Silk Hats and No Breakfast recounts a summer journey – June till September, 1956 – made into Spain, from Algeciras to Vigo, with numerous side excursions, over something like 1200 miles of road (the author’s rough estimate) travelled by public transport (mostly bus) and hired taxis.

Though well-prepared with an itinerary of what she wished to see, and with abundant prior experience in Spanish travel, Honor Tracy rather gallantly threw herself to the mercies of fate regarding her accommodations and meals. She goes with the first hotel tout she meets at each bus or railway station, and ventures into any number of local (versus for-the-tourist) restaurants, cafes and bars, sometimes with wonderful results and fantastic food, and other times not quite so fortunately.

This sounded like an interesting travel memoir, and I had very high hopes for it, and it met many of my expectations. It is good – very good, really- but I wouldn’t go so far as to call it “great”, which is, of course, only a reflection of my own individual likes and dislikes for books of this genre.

Honor Tracy writes with skill and precision, and she is mostly acceptably interesting, though after a while I started to lose track of exactly where we were supposed to be – place names being lavishly provided but with little explanation of context, as if the reader is expected to be as familiar with the intricacies of the Spanish map as the writer obviously was.

There is, however, a continual bitter cynicism to her tone which keeps one from getting too close to her, as it were. The best travel writers have the reader stepping along as a firmly attached shadow; with Honor Tracy I get the feeling that I am very much an audience member, and an uncritical one at that – she can say anything she likes and can indulge in sarcasm and asides, and I am expected to nod and smile and not say anything in return.

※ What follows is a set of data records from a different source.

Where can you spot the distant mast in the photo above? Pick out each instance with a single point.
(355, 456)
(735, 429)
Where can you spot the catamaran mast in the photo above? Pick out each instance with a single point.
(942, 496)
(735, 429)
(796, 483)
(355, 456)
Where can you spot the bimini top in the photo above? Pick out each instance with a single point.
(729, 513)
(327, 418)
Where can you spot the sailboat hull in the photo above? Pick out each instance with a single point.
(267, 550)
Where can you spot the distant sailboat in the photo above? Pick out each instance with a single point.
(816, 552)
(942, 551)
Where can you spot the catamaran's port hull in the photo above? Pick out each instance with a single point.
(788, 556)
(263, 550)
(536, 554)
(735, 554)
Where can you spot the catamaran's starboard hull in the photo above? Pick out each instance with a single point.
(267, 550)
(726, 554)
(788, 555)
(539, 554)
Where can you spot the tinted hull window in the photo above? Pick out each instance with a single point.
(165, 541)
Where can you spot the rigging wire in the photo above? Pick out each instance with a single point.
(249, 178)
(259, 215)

That probably doesn’t help you much with deciding if this is your sort of thing, does it? I should probably include a few excerpts, so you can get a taste of this writer’s flavour for yourself.

I’m rather curious about her other works, and am debating tracking down the Japanese memoir, as well as some of her fiction. She’s very readable, as long as one is prepared to be the recipient of some rather brutally opinionated asides, mixed a bit confusing with frequent warm approbation of the people and country she is turning her journalistic X-ray eye upon.

(At the start of the journey, visiting with a friend and fellow writer, Gerald Brenan.) All along the hilly path to the shore we talked about Spain, and when at last we reached Torremolinos we sank into chairs at a café and talked about it further. Gerald Brenan knows the country as well as any Englishman alive and he shares his knowledge with the ignorant in a splendidly open way. When two or three English people are gathered together in the Iberian Peninsula inevitably at some point the question of animals comes up, and it was startling to hear him say that Spaniards love them as we do. They might think it unseemly, obsessed as they are with their own human dignity, to fondle a beast, but their attitude was not the cruel or indifferent one that foreigners supposed. He gave what seemed a curious illustration of the argument: that when domestic creatures are old or sick the owners cannot bear to put them down but will push donkeys and mules over cliffs and leave them, perhaps with broken backs or legs, to die alone; and will turn unwanted dogs and cats loose to fend for themselves among the hundreds and hundreds of strays already starving. This unwillingness to take their lives directly, he thought, came down from the Moors: his wife put it down to stupidity and want of imagination: I wondered if it might be simply the helplessness of uneducated people anywhere. But Gerald Brenan said that the reluctance to tamper with life went through all classes, and gave as example doctors, who will refuse morphia to an agonizing patient if it is likely to bring death any the sooner: adding, wryly, that this attitude disappeared at once the moment passions were aroused, as in the Civil War, when people would be slaughtered to left and right.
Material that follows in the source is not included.